The click felt louder than it should have.
"POSITION OPENED
Amount: Minimal
Exposure: Controlled
Emotion Detected: FEAR"
His stomach twisted. He half-expected alarms, sirens, some indication that he had crossed a forbidden line.
Nothing happened.
The numbers moved.
Up.
Down.
Up again.
Aarav sat frozen, eyes locked on the screen, breathing shallow. Every tick felt personal, as if the market were watching him back, daring him to flinch.
Five minutes passed.
"SYSTEM UPDATE:
Probability Shift Detected
Confidence: 71%"
The numbers climbed again. Slowly. Relentlessly.
Aarav’s palms were slick with sweat.
“Stop,” he whispered. “Stop now.”
But he didn’t close the position.
For once, he didn’t retreat at the first sign of fear.
When the window ended, the system dimmed the highlights.
"EVENT CONCLUDED
Result: POSITIVE
Net Change: +?2,340
Accuracy: 69%"
The profit was small.
Embarrassingly small.
But it was real.
Aarav leaned back in his chair, heart hammering. He hadn’t beaten the market. He hadn’t outsmarted anyone.
He had participated.
"SYSTEM FEEDBACK:
Financial Edge: +1
MORALE: +2%
Social Currency: Unchanged"
“That’s it?” he asked softly.
"SYSTEM RESPONSE:
First positions redefine identity."
He logged out, hands shaking, and left the café without looking back.
Outside, the city felt sharper somehow. Louder. As if he were slightly out of sync with it now, no longer fully submerged.
He checked his phone.
Three unread messages from Ira.
"Just asking."
"Did I do something wrong?"
"Let me know."
Aarav closed his eyes.
This time, he didn’t feel panic.
He felt… distance.
Not cruelty. Not resentment.
Perspective.
He typed carefully.
"I’m figuring some things out. I’ll talk later."

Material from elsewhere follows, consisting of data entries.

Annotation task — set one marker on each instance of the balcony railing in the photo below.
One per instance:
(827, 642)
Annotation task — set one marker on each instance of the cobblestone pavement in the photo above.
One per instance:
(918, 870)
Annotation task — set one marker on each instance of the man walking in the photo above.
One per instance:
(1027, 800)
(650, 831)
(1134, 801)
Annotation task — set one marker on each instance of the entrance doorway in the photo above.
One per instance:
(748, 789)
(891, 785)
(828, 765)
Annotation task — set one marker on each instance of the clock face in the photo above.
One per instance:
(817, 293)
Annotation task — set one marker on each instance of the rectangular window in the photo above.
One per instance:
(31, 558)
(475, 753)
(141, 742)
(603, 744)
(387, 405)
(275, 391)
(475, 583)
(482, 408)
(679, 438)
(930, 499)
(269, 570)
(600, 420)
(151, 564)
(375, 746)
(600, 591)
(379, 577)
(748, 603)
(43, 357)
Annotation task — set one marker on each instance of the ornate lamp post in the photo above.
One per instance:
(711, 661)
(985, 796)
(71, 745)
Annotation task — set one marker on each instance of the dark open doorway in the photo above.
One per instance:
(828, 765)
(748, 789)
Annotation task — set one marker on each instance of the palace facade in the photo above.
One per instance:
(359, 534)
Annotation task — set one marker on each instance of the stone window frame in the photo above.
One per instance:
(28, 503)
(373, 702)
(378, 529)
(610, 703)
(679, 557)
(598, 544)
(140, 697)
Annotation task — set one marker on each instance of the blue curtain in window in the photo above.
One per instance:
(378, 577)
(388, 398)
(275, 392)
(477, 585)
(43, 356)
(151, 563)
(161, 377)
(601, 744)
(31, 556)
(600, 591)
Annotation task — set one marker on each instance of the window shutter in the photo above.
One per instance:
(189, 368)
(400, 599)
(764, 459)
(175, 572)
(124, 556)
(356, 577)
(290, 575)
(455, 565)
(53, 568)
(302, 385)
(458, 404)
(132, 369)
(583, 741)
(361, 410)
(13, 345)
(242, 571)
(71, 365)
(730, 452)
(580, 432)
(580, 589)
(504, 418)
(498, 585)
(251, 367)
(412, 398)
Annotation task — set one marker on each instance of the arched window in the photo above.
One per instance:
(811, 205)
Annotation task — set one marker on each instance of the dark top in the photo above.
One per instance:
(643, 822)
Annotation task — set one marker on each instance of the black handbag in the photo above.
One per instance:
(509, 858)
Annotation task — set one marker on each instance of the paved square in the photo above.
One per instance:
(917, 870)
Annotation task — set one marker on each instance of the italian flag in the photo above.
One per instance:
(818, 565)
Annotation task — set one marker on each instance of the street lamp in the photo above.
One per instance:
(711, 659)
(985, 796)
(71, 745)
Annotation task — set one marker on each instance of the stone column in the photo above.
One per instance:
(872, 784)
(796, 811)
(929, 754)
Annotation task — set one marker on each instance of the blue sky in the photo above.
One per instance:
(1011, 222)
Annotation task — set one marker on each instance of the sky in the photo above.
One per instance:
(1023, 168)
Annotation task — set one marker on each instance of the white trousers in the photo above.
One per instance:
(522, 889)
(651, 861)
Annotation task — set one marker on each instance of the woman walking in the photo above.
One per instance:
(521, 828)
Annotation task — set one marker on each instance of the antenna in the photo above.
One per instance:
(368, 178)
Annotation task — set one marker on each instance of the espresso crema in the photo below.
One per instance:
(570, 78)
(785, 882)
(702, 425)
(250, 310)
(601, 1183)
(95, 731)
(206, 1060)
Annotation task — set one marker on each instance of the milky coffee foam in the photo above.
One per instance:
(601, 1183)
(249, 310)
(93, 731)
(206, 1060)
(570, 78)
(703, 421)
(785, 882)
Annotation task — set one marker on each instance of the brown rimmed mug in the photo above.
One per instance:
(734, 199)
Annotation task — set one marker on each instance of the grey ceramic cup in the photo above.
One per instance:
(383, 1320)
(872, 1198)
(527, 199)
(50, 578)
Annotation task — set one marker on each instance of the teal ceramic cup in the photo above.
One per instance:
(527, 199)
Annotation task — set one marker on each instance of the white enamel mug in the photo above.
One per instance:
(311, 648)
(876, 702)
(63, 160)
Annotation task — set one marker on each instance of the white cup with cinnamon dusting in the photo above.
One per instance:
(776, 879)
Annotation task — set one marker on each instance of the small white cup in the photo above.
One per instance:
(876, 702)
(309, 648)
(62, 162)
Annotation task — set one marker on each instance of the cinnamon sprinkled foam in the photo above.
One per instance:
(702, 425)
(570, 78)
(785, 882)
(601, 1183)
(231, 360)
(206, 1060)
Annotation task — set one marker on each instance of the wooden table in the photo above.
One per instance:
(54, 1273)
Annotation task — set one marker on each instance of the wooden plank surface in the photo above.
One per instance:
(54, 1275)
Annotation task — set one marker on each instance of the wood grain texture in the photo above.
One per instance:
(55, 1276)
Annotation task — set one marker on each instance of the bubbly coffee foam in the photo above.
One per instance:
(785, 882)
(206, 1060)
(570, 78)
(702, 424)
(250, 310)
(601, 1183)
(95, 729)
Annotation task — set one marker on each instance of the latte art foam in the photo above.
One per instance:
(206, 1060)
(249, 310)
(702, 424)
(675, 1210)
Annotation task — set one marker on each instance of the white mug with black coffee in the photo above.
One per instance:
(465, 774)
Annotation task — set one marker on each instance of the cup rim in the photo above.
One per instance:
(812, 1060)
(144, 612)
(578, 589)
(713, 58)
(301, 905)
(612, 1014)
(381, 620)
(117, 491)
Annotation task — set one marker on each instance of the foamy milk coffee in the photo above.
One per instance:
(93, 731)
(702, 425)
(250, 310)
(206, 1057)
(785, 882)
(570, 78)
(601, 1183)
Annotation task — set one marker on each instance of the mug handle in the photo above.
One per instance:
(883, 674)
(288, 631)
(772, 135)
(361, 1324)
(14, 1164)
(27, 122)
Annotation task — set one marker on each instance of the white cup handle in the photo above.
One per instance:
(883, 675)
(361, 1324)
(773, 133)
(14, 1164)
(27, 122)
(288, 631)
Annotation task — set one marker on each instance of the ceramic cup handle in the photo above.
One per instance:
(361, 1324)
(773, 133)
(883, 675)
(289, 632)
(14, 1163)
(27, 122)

There was a long pause before her reply came.
"Okay."
Just that.
Aarav slipped his phone back into his pocket and kept walking.
For the first time in a long while, he didn’t know exactly where he was headed.
And for the first time, that uncertainty didn’t feel like failure.
That night, the system activated once more.
"SYSTEM NOTICE:
You have entered active participation phase."
Future outcomes will now respond to your actions.
Aarav stared at the words until they faded.
“Yeah,” he whispered into the dark. “I figured.”
He lay back and closed his eyes, the city humming softly beyond the walls.
Somewhere, unseen forces moved money, shaped narratives, decided futures.
And for the first time, Aarav Malhotra had placed himself on the board.